For patent applications with an effective filing date of March 16, 2013 or later, the United States shifts to what is often – and only partially accurately – called a “first-inventor-to-file” or “first-to-file” system. The reality is more complex than those designations imply, as patent rights in the United States under the first-to-file system will depend on the interplay between the dates of filing and of any pre-filing disclosures of the invention.
As I explained in an article in Fast Company last year:
Consider, for example, the case of an employee at Company A, who conceives an invention in May, works diligently to reduce it to practice, and files the corresponding patent application in August. Suppose, further, that an employee at Company B independently conceives the same invention in June and files for a patent in July.
Who gets the patent? Under the pre-AIA first-to-invent rules, Company A can get the patent because its employee invented first. However, under the new first-to-file system, things will be more complicated.
If Company A does not make any public disclosures regarding the invention before the August filing, Company B can get the patent by virtue of its earlier filing date. This is exactly what would be expected given the term "first-to-file."
On the other hand, suppose that Company A describes the invention in detail (or in more formal terms, provides a disclosure) at a trade show, before a disclosure or a filing by the second company. In this case, Company A can get the patent even though it filed after Company B.
Pre-filing disclosures, however, have a very important downside that wasn’t changed by the AIA: They can eliminate the ability to obtain rights in the many international jurisdictions that do not recognize a “grace period” for disclosures made in advance of filing a patent application.
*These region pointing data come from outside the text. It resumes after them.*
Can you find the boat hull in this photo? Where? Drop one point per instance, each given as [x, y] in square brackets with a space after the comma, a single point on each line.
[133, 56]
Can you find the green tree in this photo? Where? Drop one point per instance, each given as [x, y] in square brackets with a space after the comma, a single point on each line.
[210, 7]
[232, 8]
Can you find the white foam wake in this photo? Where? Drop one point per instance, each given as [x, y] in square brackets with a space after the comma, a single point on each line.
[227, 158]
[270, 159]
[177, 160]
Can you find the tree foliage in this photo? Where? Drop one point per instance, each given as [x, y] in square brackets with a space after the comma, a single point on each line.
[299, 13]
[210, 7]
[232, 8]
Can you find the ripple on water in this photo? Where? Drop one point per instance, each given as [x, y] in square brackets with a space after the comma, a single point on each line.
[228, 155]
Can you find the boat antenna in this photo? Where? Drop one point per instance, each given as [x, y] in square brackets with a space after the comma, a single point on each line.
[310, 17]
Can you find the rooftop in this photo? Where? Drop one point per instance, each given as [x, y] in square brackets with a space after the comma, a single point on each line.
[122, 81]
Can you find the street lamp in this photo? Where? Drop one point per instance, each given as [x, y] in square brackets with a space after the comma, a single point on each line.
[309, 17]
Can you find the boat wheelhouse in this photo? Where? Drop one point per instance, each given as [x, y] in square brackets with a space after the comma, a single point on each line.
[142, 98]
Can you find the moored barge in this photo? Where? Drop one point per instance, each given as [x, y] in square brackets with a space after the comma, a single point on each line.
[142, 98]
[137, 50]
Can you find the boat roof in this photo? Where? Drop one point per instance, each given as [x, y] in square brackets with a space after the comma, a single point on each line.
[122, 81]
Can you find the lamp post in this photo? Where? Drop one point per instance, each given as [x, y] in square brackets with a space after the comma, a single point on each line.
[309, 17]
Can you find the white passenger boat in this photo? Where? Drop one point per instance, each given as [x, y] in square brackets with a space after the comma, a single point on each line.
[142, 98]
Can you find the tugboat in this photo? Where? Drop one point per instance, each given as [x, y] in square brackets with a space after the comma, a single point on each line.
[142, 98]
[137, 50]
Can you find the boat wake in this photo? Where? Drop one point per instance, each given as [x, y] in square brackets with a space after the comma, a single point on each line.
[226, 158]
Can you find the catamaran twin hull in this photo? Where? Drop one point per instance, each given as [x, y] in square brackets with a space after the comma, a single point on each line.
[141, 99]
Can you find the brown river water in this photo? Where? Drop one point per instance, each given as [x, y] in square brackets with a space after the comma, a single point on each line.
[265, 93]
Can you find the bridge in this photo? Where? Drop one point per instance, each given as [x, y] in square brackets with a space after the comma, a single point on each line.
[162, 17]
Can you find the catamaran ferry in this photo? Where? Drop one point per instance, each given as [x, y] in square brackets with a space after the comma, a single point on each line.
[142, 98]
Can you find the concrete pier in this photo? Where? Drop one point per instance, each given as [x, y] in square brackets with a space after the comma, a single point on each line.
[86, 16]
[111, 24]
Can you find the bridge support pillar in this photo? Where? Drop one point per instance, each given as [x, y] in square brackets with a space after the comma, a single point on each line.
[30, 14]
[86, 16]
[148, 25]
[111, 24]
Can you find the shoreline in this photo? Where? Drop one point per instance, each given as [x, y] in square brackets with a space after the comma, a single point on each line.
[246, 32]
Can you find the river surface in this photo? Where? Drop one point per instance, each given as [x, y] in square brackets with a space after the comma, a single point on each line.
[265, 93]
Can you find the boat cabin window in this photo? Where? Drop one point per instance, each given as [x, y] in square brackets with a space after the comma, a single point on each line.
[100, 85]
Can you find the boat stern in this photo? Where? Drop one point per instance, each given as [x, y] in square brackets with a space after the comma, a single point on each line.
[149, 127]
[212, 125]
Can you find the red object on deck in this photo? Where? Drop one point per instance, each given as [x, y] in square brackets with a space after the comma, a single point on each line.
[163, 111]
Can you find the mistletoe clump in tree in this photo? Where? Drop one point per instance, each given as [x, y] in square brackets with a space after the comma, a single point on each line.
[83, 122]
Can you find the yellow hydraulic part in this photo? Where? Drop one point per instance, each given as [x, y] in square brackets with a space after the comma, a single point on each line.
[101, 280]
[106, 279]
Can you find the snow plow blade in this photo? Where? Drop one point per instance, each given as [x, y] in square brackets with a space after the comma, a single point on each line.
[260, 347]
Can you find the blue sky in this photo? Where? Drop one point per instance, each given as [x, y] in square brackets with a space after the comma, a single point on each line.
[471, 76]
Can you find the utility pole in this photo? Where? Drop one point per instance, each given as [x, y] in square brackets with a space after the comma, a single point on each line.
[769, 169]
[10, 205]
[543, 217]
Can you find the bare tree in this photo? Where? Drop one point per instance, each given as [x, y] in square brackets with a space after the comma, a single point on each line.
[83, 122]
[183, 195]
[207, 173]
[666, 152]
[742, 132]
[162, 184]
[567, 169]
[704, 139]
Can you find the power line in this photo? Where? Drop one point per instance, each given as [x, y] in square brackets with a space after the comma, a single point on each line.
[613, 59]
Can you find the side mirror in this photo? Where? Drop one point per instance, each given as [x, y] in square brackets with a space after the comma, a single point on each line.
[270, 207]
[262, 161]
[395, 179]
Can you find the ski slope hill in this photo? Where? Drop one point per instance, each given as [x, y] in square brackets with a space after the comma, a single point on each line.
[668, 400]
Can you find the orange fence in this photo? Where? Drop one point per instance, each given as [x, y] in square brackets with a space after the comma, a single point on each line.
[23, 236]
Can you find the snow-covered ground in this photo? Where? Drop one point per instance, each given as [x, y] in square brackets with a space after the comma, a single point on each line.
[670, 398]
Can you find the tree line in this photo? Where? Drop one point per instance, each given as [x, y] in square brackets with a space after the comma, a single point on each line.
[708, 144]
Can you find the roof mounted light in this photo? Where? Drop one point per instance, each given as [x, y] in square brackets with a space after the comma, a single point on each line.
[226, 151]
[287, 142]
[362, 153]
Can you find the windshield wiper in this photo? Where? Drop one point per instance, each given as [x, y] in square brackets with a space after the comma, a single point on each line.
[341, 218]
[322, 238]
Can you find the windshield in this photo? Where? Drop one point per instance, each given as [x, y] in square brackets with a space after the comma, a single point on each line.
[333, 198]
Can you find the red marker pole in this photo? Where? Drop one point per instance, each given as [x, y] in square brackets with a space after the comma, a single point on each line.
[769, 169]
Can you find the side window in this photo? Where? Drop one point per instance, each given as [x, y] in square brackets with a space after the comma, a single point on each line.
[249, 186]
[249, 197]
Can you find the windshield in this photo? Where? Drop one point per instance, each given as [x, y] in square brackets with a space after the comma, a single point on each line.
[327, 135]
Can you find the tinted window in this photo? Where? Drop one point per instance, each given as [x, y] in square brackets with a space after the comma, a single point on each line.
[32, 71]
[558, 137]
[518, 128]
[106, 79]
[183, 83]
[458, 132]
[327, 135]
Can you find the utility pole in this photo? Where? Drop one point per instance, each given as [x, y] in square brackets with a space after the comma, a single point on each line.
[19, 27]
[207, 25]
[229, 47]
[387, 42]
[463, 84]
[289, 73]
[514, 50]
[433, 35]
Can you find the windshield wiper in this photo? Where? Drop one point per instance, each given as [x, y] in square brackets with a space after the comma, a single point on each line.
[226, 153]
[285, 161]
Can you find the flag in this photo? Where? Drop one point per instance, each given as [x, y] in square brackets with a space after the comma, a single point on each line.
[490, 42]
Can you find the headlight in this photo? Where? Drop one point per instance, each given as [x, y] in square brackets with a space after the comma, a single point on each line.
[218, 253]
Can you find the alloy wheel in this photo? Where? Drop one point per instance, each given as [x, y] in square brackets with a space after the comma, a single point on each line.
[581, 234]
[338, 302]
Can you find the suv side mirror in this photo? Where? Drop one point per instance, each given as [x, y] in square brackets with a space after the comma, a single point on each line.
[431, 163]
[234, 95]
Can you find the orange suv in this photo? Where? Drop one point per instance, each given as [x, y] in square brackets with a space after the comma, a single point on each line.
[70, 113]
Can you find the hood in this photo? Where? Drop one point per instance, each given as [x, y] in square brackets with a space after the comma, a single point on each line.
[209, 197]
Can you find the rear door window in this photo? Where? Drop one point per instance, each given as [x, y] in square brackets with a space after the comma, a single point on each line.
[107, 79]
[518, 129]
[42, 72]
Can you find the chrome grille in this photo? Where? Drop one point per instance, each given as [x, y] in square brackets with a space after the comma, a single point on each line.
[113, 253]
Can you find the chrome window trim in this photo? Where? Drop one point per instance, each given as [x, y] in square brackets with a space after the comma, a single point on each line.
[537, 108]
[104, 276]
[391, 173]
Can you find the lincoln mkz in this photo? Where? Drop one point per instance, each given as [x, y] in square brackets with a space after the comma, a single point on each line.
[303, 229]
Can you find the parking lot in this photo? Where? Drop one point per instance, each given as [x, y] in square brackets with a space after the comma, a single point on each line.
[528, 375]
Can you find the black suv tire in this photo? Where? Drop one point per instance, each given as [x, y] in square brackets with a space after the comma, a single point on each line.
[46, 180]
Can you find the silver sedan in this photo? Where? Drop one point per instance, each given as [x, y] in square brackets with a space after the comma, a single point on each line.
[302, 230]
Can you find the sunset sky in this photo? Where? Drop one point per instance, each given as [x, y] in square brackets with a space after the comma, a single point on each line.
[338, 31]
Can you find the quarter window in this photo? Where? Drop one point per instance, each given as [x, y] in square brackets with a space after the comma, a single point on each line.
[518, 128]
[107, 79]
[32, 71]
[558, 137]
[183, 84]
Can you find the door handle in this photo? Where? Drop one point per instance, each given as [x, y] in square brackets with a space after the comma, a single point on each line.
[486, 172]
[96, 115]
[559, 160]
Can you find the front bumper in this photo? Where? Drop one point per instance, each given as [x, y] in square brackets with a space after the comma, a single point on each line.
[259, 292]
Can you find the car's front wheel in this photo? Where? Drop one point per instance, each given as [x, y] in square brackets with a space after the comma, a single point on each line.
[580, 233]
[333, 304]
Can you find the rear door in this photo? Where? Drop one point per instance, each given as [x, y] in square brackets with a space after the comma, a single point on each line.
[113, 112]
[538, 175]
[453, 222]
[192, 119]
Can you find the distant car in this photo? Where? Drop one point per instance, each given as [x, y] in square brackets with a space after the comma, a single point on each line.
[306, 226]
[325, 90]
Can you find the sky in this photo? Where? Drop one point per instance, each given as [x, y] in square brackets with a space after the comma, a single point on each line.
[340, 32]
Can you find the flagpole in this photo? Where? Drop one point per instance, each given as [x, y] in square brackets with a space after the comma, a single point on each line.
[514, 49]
What has changed is that under first-to-file silence can be more costly than before with respect to U.S. patent rights.
Under first-to-file, an inventor who does not take prompt action to protect his or her invention faces a higher risk that a later inventor will end up holding the associated U.S. patent rights. In part for this reason, the U.S. Patent and Trademark Office is likely to see increased numbers of provisional applications, which if done properly can be a cost-effective way to obtain an early priority date for a patent application.
Much ink has been spilled debating the merits of the move to a first-to-file system. It is often suggested, for example, that it will favor larger companies with more financial resources. However, as I explained in this Forbes article, that isn’t necessarily true. Larger companies may have more money, but they also have more people creating inventions. Smaller companies can be more agile in identifying which innovations are worth patenting, and then acting quickly to take steps to protect them.
While first-to-file has gotten significant attention, the AIA contains many other provisions [PDF] as well, most of which have already taken effect. Companies, universities, individual inventors, and other patent-seeking entities should update their procedures and training accordingly. A good patent attorney or patent agent can play a vital role in helping inventors navigate first-to-file and the other changes provided under the AIA.